Я и сам знал это слишком хорошо. Вот уже пять минут, как валил снег, покрыв белой ватой оконные переплеты.
- "Кермесса ангелов, где эдельвейс роняет лепестки", - продекламировала Поль. - До чего же поэзия может быть комфортабельной! А я стараюсь устроить тебя в нашу клинику в качестве помощника санитара. Ты был бы занят с полудня до восьми вечера - значит, мог бы по утрам ходить на лекции, а вечерами с девяти до одиннадцати зубрить и был бы уверен, что каждый день тебе обеспечена горячая пища. А что еще новенького?
Рот мой наполнился слюной при этой светлой перспективе. Последнее время я был не так уж сильно уверен, что заботы о пище недостойны моего внимания. Однако я проглотил слюну и буркнул:
- Да ничего особенного.

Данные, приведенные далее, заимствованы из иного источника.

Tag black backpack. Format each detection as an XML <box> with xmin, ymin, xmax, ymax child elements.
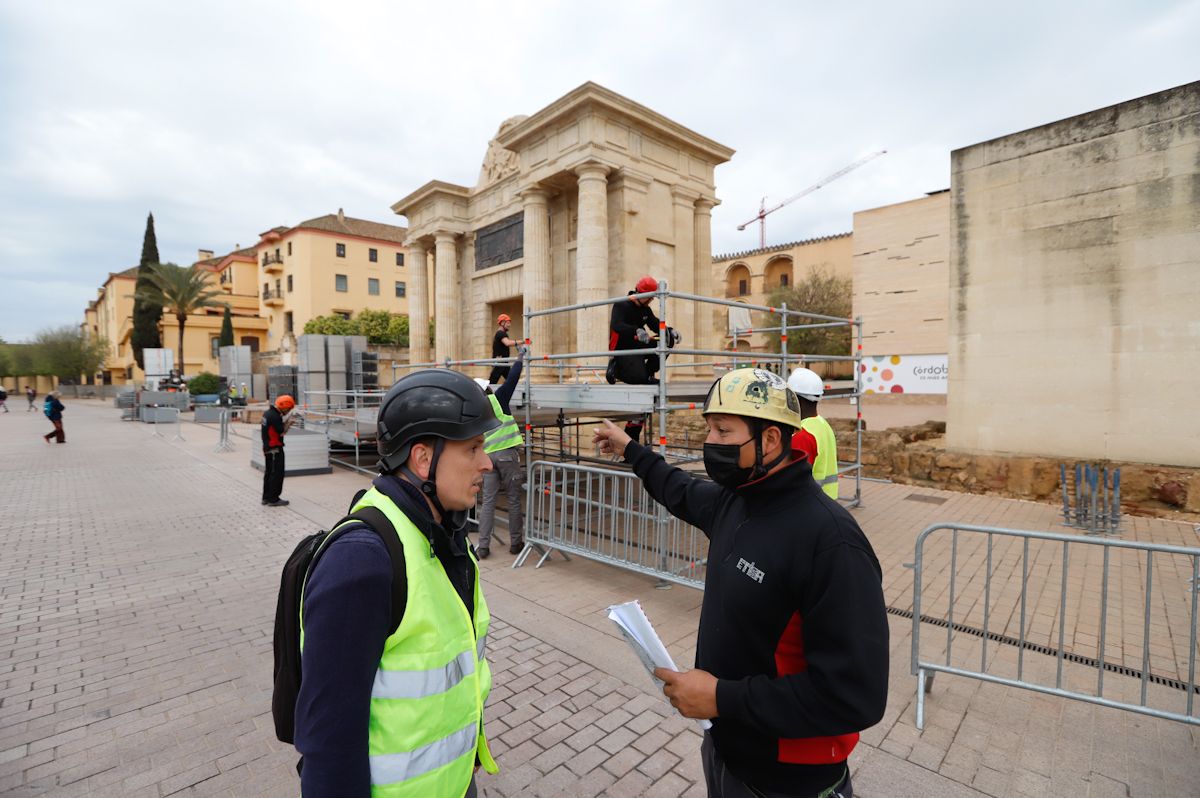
<box><xmin>271</xmin><ymin>491</ymin><xmax>407</xmax><ymax>743</ymax></box>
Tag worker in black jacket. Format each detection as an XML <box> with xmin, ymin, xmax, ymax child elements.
<box><xmin>263</xmin><ymin>394</ymin><xmax>296</xmax><ymax>508</ymax></box>
<box><xmin>595</xmin><ymin>368</ymin><xmax>888</xmax><ymax>798</ymax></box>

Ходил на свидание с Сюзанной, дочерью сапожника с улицы Сен-Северен. С Антуанеттой что-то не клеится. Мне-то, сама знаешь, плевать, но, боюсь, она наставляет мне рога.
Поль откинула прядь волос и подняла голову:
- Ах, вот в чем дело!
Она фыркнула.
- Превосходный урок! Будешь меньше обманывать других, когда на своем опыте узнаешь, каково оно.
- Вчера вечером опять приходили шпики от мадам. Вот упорная старуха! Никак не пойму, почему она так держится за их донесения и не подстроит мне еще какое-нибудь свинство.
- Очевидно, считает, что ты сам себе их достаточно подстраиваешь.
Поль нырнула под простыню. Ее голос, проходивший сквозь бумажную ткань, вдруг стал резким:
- Надоел ты мне со своей мамашей! Люди, конечно, на все способны, но я, слава богу, вышла из того возраста, когда верят в людоедов и людоедок. Дай мне поспать, мальчик с пальчик!
- Ну и спи, глупая!
Резо-младший, с всклокоченной шевелюрой, с воинственно выдвинутым подбородком, величественно выпрямил стан. Кто же она, эта женщина, которая так глупо хочет ему добра и вместе с тем осмелилась коснуться его мифов, того, что составляет смысл его жизни и его борьбы? Поль повернулась к стене, вздохнула:
- Иной раз ты и святую можешь из себя вывести.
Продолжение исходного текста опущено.